Charles Lubulwa

Personal information
- Nationality: Ugandan
- Born: 28 December 1964 (age 60) Naguru, Uganda

Sport
- Sport: Boxing

= Charles Lubulwa =

Ugandan boxer

Charles Lubulwa (born 28 December 1964) is a Ugandan former boxer. He competed at the 1980 Summer Olympics where he became the youngest Ugandan athlete to have competed at an Olympic Games, suffering a first round defeat. He also fought in the 1984 Summer Olympics, reaching the quarter-finals, and the 1988 Summer Olympics.

==Early life==
Lubulwa was born in the city of Naguru in Uganda. He attended St Judes Primary School where he took up boxing, initially in secret, against his father's wishes. Two of Lubulwa's brothers, Fred Mutuweta and Robin Lukanga, also became boxers. He qualified for the 1977 national championships but his father transferred Lubulwa to a new school, St Charles Lwanga, for his O-levels. The move was also designed to move Lubulwa out of boxing but he kept training in private as the school had no suitable facilities.
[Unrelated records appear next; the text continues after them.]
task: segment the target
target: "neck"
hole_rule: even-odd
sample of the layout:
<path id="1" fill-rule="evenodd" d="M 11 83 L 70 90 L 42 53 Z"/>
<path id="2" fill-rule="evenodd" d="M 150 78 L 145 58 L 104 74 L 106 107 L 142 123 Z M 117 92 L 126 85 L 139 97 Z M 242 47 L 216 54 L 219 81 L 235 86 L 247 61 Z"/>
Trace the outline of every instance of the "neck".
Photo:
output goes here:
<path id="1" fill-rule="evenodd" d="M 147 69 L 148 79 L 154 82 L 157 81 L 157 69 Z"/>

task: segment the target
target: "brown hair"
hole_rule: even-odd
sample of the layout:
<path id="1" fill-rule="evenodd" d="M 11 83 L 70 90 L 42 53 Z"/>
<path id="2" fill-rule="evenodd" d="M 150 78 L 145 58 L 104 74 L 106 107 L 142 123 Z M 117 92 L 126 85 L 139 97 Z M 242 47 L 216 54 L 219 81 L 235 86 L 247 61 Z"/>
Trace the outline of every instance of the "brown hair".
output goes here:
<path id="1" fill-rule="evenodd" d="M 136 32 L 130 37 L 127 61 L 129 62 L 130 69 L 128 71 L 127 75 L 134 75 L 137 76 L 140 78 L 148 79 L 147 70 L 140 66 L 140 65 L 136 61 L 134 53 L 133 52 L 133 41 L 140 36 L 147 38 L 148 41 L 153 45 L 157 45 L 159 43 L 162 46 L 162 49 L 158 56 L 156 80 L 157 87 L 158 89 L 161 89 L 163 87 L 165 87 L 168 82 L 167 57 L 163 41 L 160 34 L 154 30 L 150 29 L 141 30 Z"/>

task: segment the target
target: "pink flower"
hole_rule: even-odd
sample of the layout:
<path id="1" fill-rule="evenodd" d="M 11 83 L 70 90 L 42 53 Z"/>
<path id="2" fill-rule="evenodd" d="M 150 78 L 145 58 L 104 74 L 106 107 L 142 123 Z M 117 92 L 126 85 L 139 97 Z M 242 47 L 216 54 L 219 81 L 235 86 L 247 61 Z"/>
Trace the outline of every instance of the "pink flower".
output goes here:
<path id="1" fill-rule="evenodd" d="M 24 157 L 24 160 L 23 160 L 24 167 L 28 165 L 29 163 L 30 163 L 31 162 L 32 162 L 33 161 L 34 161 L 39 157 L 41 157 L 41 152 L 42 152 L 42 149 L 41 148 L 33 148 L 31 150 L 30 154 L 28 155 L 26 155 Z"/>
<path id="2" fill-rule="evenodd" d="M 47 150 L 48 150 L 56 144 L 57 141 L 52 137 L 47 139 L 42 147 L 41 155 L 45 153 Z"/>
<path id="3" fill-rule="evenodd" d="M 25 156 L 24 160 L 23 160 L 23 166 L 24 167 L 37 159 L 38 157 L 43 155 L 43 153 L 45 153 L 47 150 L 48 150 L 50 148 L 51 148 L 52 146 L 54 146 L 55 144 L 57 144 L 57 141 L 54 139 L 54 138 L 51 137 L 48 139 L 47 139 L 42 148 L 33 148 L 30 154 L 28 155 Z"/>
Lubwula's former coach, Fred Genza, approached the school in a bid to allow Lubwula to compete in a national boxing event. The school's headmaster agreed and Lubwula travelled to Kampala, living with Genza to conceal his entry into the competition from his father. He won a silver medal in the novice category. When he returned to his school he found that the other children had been following his progress and such was the interest in the sport, the school soon introduced its own boxing program.

==Career==
Lubulwa's performances attracted the attention of Grace Sseruwagi, the head coach of the nations boxing team. Sseruwagi selected Lubwula in his squad to compete in the 1980 Summer Olympics in Moscow. Aged 15 years and 206 days at the start of the competition, Lubulwa remains the youngest Ugandan athlete to have competed at an Olympic Games. After receiving a bye through his first round, Lubulwa faced Hungarian György Gedó. His opponent was considerably more experienced; Gedó was competing in his fourth Olympic Games and had won gold at the 1972 Summer Olympics. Gedó defeated Lubulwa by TKO in the first round of the bout.

Lubulwa was selected by Sseruwagi again for the 1982 Commonwealth Games in Brisbane, Australia. He reached the quarter-finals of the competition before being defeated. He retained his place in the Ugandan squad for the 1984 Summer Olympics in Los Angeles, United States. In the first round Lubulwa claimed his first Olympic victory by defeating Australian Shane Knox on points. Further victories over Dieudonné Mzatsi and Paul Fitzgerald advanced Lubulwa to the quarter-final. He was defeated by Nigerian Peter Konyegwachie who went on to win the silver medal.

In 1985, Lubulwa won a gold medal at a boxing tournament in Germany only for his medal to be lost the following year. Lubulwa had loaned the medal to a government official who took the medal to the Parliament of Uganda to help him gain recognition for his achievements. However, the medal was lost during a panic following a rumour of the approach of the National Resistance Army.

Lubulwa was selected to compete in the 1988 Summer Olympics in Seoul, South Korea, his third Olympic Games. He was selected as captain of the Ugandan squad for the Games, which also featured his brother Fred Mutuweta. Lubulwa was defeated in the first round by Blessing Onoko of Nigeria after the referee stopped the bout in the third round. The pair also entered the 1990 Commonwealth Games in Auckland, New Zealand. Lubulwa was forced to pull out of the competition after contracting Malaria just days before the start of the Games. The disappointment ultimately led to Lubulwa's retirement from the sport.

==Later life==
After retiring from boxing, Lubulwa took up coaching the sport and became the Head coach of the Kampala Capital City Authority Boxing Club.